Les excès d'un gouvernement oeuvrant dans l'enthousiasme de la charité valent mieux que les omissions d'un gouvernement glacé par son indifférence.

Ces mots de F.D. Roosevelt prononcés alors qu'il défendait l'implantation de la sécurité sociale aux États-Unis, que je me permets de traduire à ma façon, m'amènent à me questionner sur ce que nous considérons aujourd'hui soit comme des droits communs, soit comme des privilèges que nous acceptons de donner aux autres membres de la société. Ceci est particulièrement important au moment où notre niveau d'endettement nous pousse vers l'austérité et la protection de notre coquille individuelle, sans égard pour les valeurs qui ont vu fleurir la société québécoise depuis 60 ans.

Est-ce que le citoyen qui a aujourd'hui besoin de soins de santé mérite moins que celui qui y a eu recours il y a 5 ou 10 ans, alors que les soins de pointe d'alors sont partiellement la cause de l'endettement actuel? Je me pose chaque jour cette question alors que je vois les avancées scientifiques et thérapeutiques restreintes par les contraintes budgétaires et un discours voulant que certains traitements ne soient pas valables du point de vue pharmaco-économique.

Depuis 10 ans, le Québec est passé d'un lieu favorisant l'émergence de traitements novateurs à un environnement foncièrement réfractaire, de peur de voir le budget éclater.
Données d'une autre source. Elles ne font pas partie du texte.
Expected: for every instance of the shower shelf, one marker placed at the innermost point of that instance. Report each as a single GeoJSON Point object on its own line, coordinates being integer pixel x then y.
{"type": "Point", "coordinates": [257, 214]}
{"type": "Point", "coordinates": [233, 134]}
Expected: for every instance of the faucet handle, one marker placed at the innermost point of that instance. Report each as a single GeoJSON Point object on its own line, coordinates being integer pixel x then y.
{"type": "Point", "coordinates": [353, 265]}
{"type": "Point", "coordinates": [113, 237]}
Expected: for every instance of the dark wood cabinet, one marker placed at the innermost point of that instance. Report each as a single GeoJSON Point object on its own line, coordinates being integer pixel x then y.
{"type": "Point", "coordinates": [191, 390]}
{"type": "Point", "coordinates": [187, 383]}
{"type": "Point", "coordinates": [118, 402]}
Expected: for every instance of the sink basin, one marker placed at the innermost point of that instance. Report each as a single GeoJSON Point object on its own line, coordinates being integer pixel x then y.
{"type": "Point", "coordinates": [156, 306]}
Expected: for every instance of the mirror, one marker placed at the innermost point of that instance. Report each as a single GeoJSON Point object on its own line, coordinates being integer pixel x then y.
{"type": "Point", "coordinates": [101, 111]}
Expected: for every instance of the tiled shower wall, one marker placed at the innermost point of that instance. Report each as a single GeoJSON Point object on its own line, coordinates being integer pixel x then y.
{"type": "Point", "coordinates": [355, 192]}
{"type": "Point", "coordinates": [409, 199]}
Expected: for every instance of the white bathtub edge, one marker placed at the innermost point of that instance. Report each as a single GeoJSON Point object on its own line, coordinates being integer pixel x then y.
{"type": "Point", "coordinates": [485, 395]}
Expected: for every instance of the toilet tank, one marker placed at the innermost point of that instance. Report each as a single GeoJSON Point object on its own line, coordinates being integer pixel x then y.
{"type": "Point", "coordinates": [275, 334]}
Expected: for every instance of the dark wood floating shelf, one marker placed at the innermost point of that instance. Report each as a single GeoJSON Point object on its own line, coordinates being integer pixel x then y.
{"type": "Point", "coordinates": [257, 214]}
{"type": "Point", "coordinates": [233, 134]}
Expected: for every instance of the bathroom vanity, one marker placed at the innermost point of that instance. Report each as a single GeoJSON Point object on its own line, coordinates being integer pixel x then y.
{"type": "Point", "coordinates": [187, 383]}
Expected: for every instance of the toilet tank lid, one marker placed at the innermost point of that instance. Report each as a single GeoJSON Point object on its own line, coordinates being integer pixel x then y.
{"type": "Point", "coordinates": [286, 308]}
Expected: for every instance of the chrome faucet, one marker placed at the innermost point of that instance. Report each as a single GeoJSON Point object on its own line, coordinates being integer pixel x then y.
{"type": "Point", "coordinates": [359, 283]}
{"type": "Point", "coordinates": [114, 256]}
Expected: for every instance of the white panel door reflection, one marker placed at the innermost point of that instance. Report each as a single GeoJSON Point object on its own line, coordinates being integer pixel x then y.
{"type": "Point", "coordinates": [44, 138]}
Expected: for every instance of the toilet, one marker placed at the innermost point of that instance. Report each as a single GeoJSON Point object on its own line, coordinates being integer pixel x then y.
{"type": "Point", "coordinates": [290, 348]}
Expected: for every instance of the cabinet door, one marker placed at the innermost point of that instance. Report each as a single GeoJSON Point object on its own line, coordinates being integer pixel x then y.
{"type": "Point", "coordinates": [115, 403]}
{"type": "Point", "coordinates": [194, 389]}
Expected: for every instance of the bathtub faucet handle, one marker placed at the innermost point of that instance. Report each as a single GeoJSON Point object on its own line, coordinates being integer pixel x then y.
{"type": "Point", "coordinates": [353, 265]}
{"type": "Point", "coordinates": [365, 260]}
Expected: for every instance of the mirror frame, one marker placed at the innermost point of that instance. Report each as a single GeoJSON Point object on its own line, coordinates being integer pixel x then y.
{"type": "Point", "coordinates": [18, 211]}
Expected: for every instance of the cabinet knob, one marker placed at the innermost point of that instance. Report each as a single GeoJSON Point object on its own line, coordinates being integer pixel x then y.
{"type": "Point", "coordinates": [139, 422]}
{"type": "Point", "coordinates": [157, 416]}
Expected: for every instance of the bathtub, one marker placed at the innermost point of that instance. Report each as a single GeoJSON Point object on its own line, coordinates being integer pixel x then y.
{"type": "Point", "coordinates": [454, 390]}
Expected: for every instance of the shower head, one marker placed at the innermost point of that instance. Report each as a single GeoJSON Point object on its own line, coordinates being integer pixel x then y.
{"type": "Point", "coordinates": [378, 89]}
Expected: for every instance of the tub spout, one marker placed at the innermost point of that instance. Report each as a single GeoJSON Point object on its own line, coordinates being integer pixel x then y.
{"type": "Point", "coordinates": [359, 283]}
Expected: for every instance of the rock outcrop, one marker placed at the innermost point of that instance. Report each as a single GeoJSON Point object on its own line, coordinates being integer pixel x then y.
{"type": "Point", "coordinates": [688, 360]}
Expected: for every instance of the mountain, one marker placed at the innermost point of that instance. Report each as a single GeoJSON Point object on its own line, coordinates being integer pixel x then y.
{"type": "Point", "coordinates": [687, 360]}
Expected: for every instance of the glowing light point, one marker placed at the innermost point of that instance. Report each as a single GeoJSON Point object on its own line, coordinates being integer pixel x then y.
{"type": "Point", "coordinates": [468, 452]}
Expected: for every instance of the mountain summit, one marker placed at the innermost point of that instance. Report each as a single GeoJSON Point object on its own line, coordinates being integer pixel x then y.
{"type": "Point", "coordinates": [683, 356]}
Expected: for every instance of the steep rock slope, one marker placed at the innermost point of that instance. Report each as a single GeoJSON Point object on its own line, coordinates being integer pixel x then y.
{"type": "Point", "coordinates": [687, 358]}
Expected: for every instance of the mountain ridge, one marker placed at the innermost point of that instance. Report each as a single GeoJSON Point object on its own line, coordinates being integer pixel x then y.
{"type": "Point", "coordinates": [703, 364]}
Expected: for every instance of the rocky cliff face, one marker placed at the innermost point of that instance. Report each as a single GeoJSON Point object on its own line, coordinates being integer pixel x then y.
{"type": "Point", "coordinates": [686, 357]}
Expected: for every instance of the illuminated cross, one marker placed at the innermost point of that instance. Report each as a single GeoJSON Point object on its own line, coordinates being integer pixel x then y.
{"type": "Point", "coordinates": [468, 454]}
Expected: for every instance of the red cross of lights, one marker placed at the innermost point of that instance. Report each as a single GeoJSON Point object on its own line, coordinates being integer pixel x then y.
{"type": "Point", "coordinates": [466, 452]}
Dites adieu à l'enthousiasme de la charité! Les omissions de l'indifférence frappent et assomment les espoirs de ceux qui ont des attentes pour eux-mêmes, leurs proches ou leurs voisins.

Deux constats dérivent de ce nouvel état de fait et d'austérité: la nécessaire démonstration que ceci est fait pour mieux investir les fonds publics et la propension des individus à rechercher ailleurs leur bien personnel au-delà des services offerts par le gouvernement.

Il n'existe que peu de données permettant de démontrer que le Québec fait mieux les choses en santé aujourd'hui qu'il y a 10 ou 20 ans. Mes connaissances sont surtout liées au cancer, et sur cet aspect particulier, les discours ronflants de chaque ministre selon lesquels les résultats des traitements de cette pathologie au Québec s'améliorent étaient et demeurent généralement sans fondement. Pourtant, les données qui émergent partout ailleurs vont dans le sens des propos de F.D.R., voulant que les excès de charité aient un réel impact sur les chances de survie des patients atteints de cancer.

Examen de conscience

On comprendra alors le désir de vouloir pour soi des choses que l'on considère comme dues. Cependant, le système de santé actuel refuse que l'on offre dans les lieux publics des soins ou traitements qui ne soient pas les mêmes pour tous. Ceci est en soi faux, parce que les soins offerts dans chaque hôpital ou lieu de soins diffèrent déjà de façon marquée.

De plus, la réglementation empêche qu'un patient puisse payer pour recevoir localement des soins qui ne sont pas disponibles à tous. Ceci est aussi vrai pour des traitements de chimiothérapie coûteux que pour l'obtention d'un bain supplémentaire dans un CHSLD.

L'austérité devrait mener à un réel examen de conscience au Québec. Nos gestionnaires clament le succès des mesures de contrôle budgétaire, mais je n'entends pas les promesses et les plans visant à respecter le rôle premier d'un gouvernement, soit de voir à l'amélioration des conditions de ses citoyens. Si l'austérité nous oblige à cesser d'avancer collectivement, elle doit penser à rouvrir des droits individuels qui sont niés par le mode de gestion actuel.